Mesh-based Super-Resolution of Fluid Flows with Multiscale Graph Neural Networks
Shivam Barwey, Pinaki Pal, Saumil Patel, Riccardo Balin, Bethany Lusch, Venkatram Vishwanath, Romit Maulik, Ramesh Balakrishnan
TL;DR
This work addresses the challenge of producing high-resolution 3D fluid-flow fields from coarse mesh data by introducing a mesh-based, element-local, multiscale SRGNN. The architecture combines a coarse-scale processor, a graph unpooling layer, and a fine-scale processor to map $\mathbf{Y}_1(t)$ to $\mathbf{Y}_7(t)$, with node/edge features encoded into a shared latent space and synchronized message passing to enforce spatial consistency. Key contributions include the novel synchronized MP layer, KNN-based unpooling, and a residual, one-shot training objective tested on Taylor-Green Vortex, backward-facing step, and cavity flows, including Reynolds-number and geometry extrapolations. The results show substantial improvements over spectral-element interpolation, reveal how neighborhood size and multiscale processing impact fidelity, and demonstrate potential for cross-geometry transfer and targeted fine-tuning, enabling efficient mesh-aware super-resolution for complex 3D flows.
Abstract
A graph neural network (GNN) approach is introduced in this work which enables mesh-based three-dimensional super-resolution of fluid flows. In this framework, the GNN is designed to operate not on the full mesh-based field at once, but on localized meshes of elements (or cells) directly. To facilitate mesh-based GNN representations in a manner similar to spectral (or finite) element discretizations, a baseline GNN layer (termed a message passing layer, which updates local node properties) is modified to account for synchronization of coincident graph nodes, rendering compatibility with commonly used element-based mesh connectivities.
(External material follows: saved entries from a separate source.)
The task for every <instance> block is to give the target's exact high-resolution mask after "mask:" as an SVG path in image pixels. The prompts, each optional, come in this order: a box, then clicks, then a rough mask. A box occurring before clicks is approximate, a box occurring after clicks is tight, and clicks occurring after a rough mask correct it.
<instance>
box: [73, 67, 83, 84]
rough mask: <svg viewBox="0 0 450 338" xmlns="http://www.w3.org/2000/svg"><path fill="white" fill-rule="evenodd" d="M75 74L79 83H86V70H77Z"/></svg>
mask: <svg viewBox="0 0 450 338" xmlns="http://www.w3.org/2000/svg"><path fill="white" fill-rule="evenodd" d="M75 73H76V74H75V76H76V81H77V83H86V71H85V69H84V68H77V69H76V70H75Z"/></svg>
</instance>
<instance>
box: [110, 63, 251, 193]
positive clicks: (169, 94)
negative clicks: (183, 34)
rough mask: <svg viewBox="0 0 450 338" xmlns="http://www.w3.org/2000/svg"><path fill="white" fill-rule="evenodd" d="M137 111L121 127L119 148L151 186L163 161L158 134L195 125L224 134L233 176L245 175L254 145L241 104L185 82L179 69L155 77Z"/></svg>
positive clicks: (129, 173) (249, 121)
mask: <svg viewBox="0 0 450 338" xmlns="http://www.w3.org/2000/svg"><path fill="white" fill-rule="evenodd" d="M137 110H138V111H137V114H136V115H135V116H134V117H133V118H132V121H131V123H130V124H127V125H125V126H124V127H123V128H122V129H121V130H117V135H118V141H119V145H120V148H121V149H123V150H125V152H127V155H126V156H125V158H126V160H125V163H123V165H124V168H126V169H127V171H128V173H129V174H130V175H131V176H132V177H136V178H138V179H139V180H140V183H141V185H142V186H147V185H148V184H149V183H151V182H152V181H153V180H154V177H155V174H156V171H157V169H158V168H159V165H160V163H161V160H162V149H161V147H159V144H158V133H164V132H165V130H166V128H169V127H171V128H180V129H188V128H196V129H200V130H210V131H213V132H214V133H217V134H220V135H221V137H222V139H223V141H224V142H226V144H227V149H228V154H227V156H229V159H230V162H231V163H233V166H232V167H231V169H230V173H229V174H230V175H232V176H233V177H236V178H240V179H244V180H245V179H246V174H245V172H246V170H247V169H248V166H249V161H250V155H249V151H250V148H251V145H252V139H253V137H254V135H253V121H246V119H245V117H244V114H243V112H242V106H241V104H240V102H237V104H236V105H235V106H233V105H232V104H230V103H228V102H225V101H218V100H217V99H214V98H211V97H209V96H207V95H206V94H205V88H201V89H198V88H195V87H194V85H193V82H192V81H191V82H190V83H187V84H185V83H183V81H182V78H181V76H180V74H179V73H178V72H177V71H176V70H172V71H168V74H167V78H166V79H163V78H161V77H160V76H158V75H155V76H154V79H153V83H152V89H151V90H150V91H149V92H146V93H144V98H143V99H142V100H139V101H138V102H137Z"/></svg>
The architecture is multiscale in nature, and is comprised of a combination of coarse-scale and fine-scale message passing layer sequences (termed processors) separated by a graph unpooling layer. The coarse-scale processor embeds a query element (alongside a set number of neighboring coarse elements) into a single latent graph representation using coarse-scale synchronized message passing over the element neighborhood, and the fine-scale processor leverages additional message passing operations on this latent graph to correct for interpolation errors. Demonstration studies are performed using hexahedral mesh-based data from Taylor-Green Vortex and backward-facing step flow simulations at Reynolds numbers of 1600 and 3200. Through analysis of both global and local errors, the results ultimately show how the GNN is able to produce accurate super-resolved fields compared to targets in both coarse-scale and multiscale model configurations. Reconstruction errors for fixed architectures were found to increase in proportion to the Reynolds number. Geometry extrapolation studies on a separate cavity flow configuration show promising cross-mesh capabilities of the super-resolution strategy.